Я вырос в квартале, где жизнь была измерена шрамами домов и списками имён, которые исчезали одна за одной. С детства видел, как дворовые товарищи становились чужими: кто-то уезжал в тюрьму, кто-то тонул в наркотиках, кто-то просто переставал приходить. Улицы учили не разговаривать о чужом горе и не задавать лишних вопросов, но именно вопросы преследовали меня по ночам. Я фиксировал детали — первый арест, непрошенный визит полиции, пустые ботинки на вешалке, замолкшие голоса. Они складывались в какую‑то пятнистую карту, на которой я пытался найти путь, ведущий в другую сторону.
Иногда мне казалось, что я просто оказался не в тот день в том месте, иногда — что меня удерживало чувство, которое я не мог назвать: осторожность, страх, случайное благоразумие. Были люди, чья помощь приходила тихо, как вздох, идущая от привычки подстраховать ближнего; были и те, чья жестокость загоняла в угол и заставляла выбирать иные пути. Я наблюдал, как меняются лица, как мне удаётся ускользнуть от цепочки повторяющихся катастроф, не всегда понимая, чего именно стоило это «выживание».

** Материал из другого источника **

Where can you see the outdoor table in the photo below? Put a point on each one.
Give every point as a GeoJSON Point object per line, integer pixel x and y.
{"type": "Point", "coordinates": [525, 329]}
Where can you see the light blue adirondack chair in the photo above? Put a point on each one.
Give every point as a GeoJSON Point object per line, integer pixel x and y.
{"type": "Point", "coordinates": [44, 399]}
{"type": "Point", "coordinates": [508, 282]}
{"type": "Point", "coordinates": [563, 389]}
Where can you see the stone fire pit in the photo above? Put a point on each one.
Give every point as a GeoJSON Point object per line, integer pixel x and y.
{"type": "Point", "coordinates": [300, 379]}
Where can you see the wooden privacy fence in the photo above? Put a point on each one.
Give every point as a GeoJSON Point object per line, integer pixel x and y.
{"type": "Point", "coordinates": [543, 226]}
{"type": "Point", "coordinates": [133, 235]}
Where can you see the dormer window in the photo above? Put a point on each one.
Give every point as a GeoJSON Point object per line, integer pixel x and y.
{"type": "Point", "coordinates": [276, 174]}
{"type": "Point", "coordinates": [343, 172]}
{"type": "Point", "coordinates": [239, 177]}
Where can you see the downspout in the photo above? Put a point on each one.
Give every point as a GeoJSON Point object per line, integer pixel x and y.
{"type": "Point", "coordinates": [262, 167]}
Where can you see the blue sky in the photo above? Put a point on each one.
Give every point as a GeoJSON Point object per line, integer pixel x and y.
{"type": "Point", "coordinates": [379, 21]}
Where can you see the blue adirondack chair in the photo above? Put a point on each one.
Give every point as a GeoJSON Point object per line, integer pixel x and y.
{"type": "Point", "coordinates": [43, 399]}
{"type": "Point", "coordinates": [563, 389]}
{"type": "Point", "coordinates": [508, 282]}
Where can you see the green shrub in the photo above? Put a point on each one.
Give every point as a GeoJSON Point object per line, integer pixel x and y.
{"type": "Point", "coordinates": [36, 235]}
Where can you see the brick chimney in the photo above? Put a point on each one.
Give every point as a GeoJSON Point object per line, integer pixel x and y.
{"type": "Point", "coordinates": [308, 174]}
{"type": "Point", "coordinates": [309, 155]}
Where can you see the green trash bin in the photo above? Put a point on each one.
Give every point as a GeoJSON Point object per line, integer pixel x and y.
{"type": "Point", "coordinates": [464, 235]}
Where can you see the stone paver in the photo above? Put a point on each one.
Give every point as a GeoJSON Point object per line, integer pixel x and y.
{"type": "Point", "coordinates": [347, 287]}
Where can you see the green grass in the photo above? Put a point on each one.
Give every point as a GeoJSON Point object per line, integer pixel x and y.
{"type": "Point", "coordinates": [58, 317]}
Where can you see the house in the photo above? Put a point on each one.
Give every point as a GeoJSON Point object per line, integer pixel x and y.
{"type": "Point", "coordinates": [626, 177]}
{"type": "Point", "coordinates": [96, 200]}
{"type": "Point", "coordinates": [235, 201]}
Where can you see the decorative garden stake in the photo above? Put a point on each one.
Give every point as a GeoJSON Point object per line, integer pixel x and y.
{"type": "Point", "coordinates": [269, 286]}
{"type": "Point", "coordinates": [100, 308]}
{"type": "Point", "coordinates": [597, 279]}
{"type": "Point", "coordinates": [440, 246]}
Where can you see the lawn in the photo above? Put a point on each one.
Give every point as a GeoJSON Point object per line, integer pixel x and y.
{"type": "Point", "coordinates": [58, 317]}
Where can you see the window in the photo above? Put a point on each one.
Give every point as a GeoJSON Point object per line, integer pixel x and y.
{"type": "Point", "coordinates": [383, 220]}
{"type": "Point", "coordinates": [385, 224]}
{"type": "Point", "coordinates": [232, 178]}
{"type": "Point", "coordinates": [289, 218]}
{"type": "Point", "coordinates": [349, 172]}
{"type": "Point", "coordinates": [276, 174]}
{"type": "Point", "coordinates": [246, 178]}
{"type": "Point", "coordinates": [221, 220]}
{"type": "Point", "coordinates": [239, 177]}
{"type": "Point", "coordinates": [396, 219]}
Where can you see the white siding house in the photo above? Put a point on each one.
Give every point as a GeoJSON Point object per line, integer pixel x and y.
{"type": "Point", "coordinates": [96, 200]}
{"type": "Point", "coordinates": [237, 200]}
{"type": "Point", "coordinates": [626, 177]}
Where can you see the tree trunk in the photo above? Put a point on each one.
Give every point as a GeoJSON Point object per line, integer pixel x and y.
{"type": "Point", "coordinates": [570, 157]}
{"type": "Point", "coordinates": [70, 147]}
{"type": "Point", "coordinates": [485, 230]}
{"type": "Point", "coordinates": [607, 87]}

С годами вопросы не исчезают, они просто становятся плотнее, приобретая форму старых фотографий и застывших слов. Иногда я мысленно перечисляю имена — те, кто остался, и тех, кого потерял — и пытаюсь понять, благодаря чему я оказался тут. Ответы приходят рвано: случай, выбор, усталость, невероятная ловкость или чья‑то рука. Но ни одна версия не убирает ту пустоту, что оставляют ушедшие. Я запоминаю мелочи: шорох пакетов в подъезде, свет фонарей, дребезг железа ворот — всё это как сигнальные метки на моём пути. Иногда я благодарю тех, кто молчаливо уступал дорогу, иногда ругаю себя за трусость. И всё же главное — это постоянное чувство, что жить здесь было даром и наказанием одновременно, который я до сих пор пытаюсь принять.